A cluster looks something like this:

{
    "_id" : ObjectId("61d01f79ad5e67690ccd089a"),
    "day" : "01-01-2022",
    "mainTheme" : [ 
        "artificial intelligence"
    ],
    "scores" : {
        "technology" : 3.49997019337227,
        "all" : 2.33330334267646
    },
    "sourcesCount" : 2,
    "themes" : [ 
        {
            "label" : "artificial intelligence",
            "score" : 3
        }, 
        {
            "label" : "impact artificial",
            "score" : 2
        }
    ],
    "hasExternalReferences" : true,
    "articles" : [ 
      ObjectId("61d00ec41514fd76b3a45a74"), 
      ObjectId("61cfba551514fd76b3a4536f"), 
      ObjectId("61d071311514fd76b3a46353"), 
      ObjectId("61d0a9681514fd76b3a46b81")
    ],
    "sources" : [ 
      "medium.com", 
      "eff.org"
    ],
    "systemCreateDate" : ISODate("2022-01-01T09:31:37.472Z"),
    "systemUpdateDate" : ISODate("2022-01-01T23:40:59.162Z"),
    "lastArticleDate" : ISODate("2022-01-01T13:40:16.000Z"),
    "firstArticleDate" : ISODate("2022-01-01T01:28:42.000Z"),
}

Then, when visiting Thoro, list the clusters by descending order of volume of articles.

Thoro News

So what are the advantages of this approach?
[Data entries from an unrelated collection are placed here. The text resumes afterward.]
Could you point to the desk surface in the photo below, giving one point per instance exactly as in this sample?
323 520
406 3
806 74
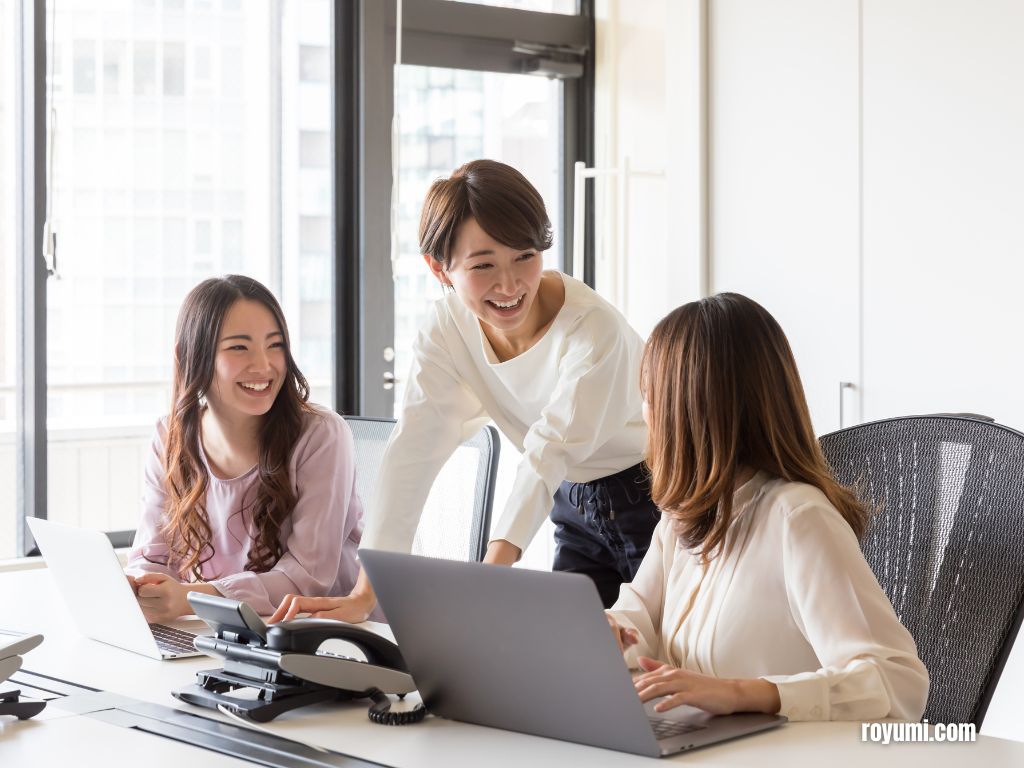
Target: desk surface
31 604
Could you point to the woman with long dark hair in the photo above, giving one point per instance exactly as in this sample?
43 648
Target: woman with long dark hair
754 595
249 488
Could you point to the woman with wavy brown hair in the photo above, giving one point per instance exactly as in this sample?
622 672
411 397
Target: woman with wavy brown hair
754 595
249 487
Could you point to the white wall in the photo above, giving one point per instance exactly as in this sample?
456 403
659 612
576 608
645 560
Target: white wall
864 181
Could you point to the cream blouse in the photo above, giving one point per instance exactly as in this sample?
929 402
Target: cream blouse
793 601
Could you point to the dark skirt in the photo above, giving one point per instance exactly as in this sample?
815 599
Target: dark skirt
603 527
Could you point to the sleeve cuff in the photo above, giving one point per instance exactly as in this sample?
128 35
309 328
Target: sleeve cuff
803 696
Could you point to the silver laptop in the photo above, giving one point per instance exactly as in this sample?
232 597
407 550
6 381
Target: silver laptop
89 578
528 651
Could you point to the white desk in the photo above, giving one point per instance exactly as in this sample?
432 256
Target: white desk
29 603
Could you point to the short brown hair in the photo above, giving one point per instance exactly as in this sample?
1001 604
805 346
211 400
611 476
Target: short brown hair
505 205
723 390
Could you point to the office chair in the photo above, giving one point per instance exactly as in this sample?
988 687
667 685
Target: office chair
946 543
456 520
Quick understanding of the discussion

First, one is capable of surfacing at a glance the main "topics" in the media. You can have a quick idea of what is being discussed just by looking at the topics.

What I like about this method is that clusters aren't picked by a team of human curators. They are simply the most common pair of words found in the last 5000 articles. What you see is what is out there.

Top clusters for the current day.

Grouping of multiple sources for the same story

It is easy to check which sources are publishing on a story. It is easy to see which outlets use the same source or have the same stance regarding a story.

Multiple news sources reporting on the same story.

Another advantage of clustering is seeing the way in which the same story can be talked about differently.

Boos? Cheers? Both? Depends of which sources you follow.

Finally, the idea is to allow for diving into the clusters and making up your own mind with what you see. For that I've built a way to check where articles were shared on Reddit and explore the conversation, as well as looking into all articles of the given sources for the cluster.

Exploring the contents of a cluster.



Finally, here's a look at what 9.7MM articles and almost 2MM clusters look like, with a visualization of the top clusters between September 2019 and 13th March 2022.

Clearly Covid overtook the whole news panorama. It can be unselected by clicking on the category. Enjoy!




Visualization of the evolution of news clusters per number of articles.


Marcus Aurelius said "The things you think about determine the quality of your mind. Your soul takes on the color of your thoughts."


I'd extend this thought and say "what you feed your mind shapes your interpretation of reality."